The market is enormous
The textile markets of the world are enormous. If, for example, the total annual increment of Finnish forests was converted into textiles, it would only cover one tenth of the world’s annual textile market, which is 140–150 million metric tons.
On the other hand, the size of the world’s textile market is roughly half that of the world’s pulp market.
All tree species are suitable for the production of textile fibre. In addition to this, textile fibre has a high added value – in terms of its price per kilo, for example, textile fibre easily beats all previous bulk products of the forest industry.
Small wonder that Harlin fails to take seriously any claims that the forest industry will never again be able to develop such bulk products as magazine or copying papers. “Oh yes, it will, and with larger volumes and better prices,” he assures.

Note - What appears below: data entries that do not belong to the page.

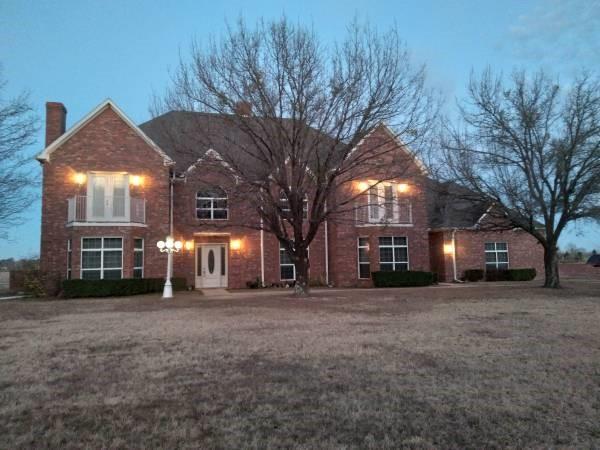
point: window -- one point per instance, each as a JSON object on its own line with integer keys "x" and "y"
{"x": 496, "y": 255}
{"x": 101, "y": 258}
{"x": 393, "y": 254}
{"x": 385, "y": 205}
{"x": 138, "y": 258}
{"x": 287, "y": 269}
{"x": 69, "y": 258}
{"x": 284, "y": 204}
{"x": 364, "y": 264}
{"x": 211, "y": 204}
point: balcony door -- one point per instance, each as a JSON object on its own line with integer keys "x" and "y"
{"x": 108, "y": 197}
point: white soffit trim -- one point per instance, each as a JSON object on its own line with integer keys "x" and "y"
{"x": 44, "y": 156}
{"x": 398, "y": 141}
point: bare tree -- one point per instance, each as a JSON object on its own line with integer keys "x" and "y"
{"x": 300, "y": 109}
{"x": 533, "y": 149}
{"x": 17, "y": 132}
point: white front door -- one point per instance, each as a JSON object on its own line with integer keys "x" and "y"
{"x": 211, "y": 266}
{"x": 108, "y": 197}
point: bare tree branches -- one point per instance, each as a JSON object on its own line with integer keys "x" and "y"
{"x": 311, "y": 106}
{"x": 17, "y": 131}
{"x": 533, "y": 149}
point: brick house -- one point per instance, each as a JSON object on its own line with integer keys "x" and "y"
{"x": 112, "y": 189}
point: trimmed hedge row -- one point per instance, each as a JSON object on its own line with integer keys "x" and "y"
{"x": 117, "y": 288}
{"x": 511, "y": 275}
{"x": 402, "y": 279}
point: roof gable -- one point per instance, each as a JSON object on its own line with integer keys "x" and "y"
{"x": 44, "y": 156}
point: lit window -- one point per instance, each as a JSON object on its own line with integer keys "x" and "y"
{"x": 496, "y": 256}
{"x": 287, "y": 268}
{"x": 69, "y": 258}
{"x": 364, "y": 264}
{"x": 101, "y": 258}
{"x": 393, "y": 254}
{"x": 138, "y": 258}
{"x": 386, "y": 204}
{"x": 211, "y": 204}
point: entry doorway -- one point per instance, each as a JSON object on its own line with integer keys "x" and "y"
{"x": 211, "y": 266}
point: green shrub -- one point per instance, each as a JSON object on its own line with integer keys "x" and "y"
{"x": 117, "y": 288}
{"x": 474, "y": 274}
{"x": 399, "y": 279}
{"x": 511, "y": 275}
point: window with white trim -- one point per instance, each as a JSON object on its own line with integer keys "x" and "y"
{"x": 138, "y": 258}
{"x": 496, "y": 255}
{"x": 287, "y": 269}
{"x": 102, "y": 258}
{"x": 393, "y": 254}
{"x": 69, "y": 258}
{"x": 387, "y": 205}
{"x": 364, "y": 263}
{"x": 211, "y": 204}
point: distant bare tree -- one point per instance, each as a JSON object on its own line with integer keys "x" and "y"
{"x": 300, "y": 109}
{"x": 17, "y": 132}
{"x": 533, "y": 149}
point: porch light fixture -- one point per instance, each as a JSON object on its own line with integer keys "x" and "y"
{"x": 79, "y": 178}
{"x": 169, "y": 246}
{"x": 403, "y": 187}
{"x": 136, "y": 180}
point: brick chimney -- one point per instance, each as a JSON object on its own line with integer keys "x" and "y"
{"x": 243, "y": 109}
{"x": 56, "y": 120}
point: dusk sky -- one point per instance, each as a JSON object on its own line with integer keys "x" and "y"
{"x": 81, "y": 52}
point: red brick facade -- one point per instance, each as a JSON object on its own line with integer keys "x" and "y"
{"x": 108, "y": 143}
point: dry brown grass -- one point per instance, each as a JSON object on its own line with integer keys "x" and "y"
{"x": 454, "y": 367}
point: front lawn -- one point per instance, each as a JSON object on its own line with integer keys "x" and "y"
{"x": 447, "y": 367}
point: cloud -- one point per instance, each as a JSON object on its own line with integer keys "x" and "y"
{"x": 564, "y": 33}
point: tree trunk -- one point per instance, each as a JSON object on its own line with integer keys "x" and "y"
{"x": 551, "y": 267}
{"x": 302, "y": 288}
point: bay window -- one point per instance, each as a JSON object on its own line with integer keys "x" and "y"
{"x": 101, "y": 258}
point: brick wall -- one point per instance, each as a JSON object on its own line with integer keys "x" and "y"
{"x": 523, "y": 251}
{"x": 104, "y": 144}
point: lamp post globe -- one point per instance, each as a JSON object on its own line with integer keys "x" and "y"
{"x": 169, "y": 246}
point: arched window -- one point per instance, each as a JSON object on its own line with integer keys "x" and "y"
{"x": 211, "y": 204}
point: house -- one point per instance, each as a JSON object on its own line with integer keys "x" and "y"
{"x": 113, "y": 189}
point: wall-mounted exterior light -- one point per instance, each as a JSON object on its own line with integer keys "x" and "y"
{"x": 235, "y": 244}
{"x": 448, "y": 249}
{"x": 136, "y": 180}
{"x": 403, "y": 187}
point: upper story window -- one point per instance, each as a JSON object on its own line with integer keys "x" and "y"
{"x": 284, "y": 204}
{"x": 387, "y": 204}
{"x": 105, "y": 197}
{"x": 496, "y": 255}
{"x": 211, "y": 204}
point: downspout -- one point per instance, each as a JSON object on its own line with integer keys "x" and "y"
{"x": 455, "y": 278}
{"x": 326, "y": 250}
{"x": 262, "y": 254}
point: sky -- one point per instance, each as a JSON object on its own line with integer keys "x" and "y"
{"x": 82, "y": 52}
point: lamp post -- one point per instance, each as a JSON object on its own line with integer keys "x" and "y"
{"x": 169, "y": 246}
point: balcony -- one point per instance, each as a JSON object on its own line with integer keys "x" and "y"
{"x": 122, "y": 210}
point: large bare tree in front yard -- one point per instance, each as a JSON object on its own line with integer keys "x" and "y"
{"x": 532, "y": 147}
{"x": 300, "y": 107}
{"x": 17, "y": 132}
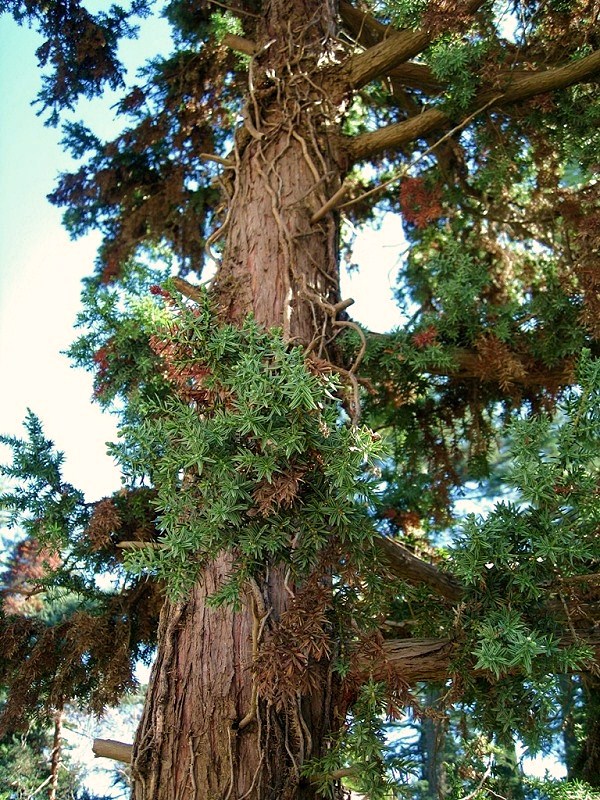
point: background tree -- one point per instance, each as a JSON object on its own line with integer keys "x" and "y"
{"x": 254, "y": 532}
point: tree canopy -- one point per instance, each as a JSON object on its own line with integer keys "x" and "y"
{"x": 290, "y": 478}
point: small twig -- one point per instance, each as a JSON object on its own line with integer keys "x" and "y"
{"x": 136, "y": 545}
{"x": 235, "y": 11}
{"x": 345, "y": 187}
{"x": 240, "y": 44}
{"x": 331, "y": 203}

According to Harlin’s observations, the Finnish forest industry companies Metsä Fibre and Stora Enso have shown interest in the Ioncell process. Stora Enso has previously invested in dissolving pulp production at its Uimaharju mill in eastern Finland, and participates in projects of strategic research.
Metsä Fibre has already shown examples of its development work in textile production. Also, the Japanese Itochu corporation, a major player on the global textile markets, is a minority shareholder of Metsä Fibre.
At the moment the most important patents of the Ioncell process are owned by the Aalto University and the University of Helsinki. “If and when the technology begins to be scaled up to a commercially viable level, it could be done by establishing a company to demonstrate and license the technology,” speculates Harlin.
“Another option would be to sell the technology to a sufficiently large company to scale up and commercialize the production,” says Harlin.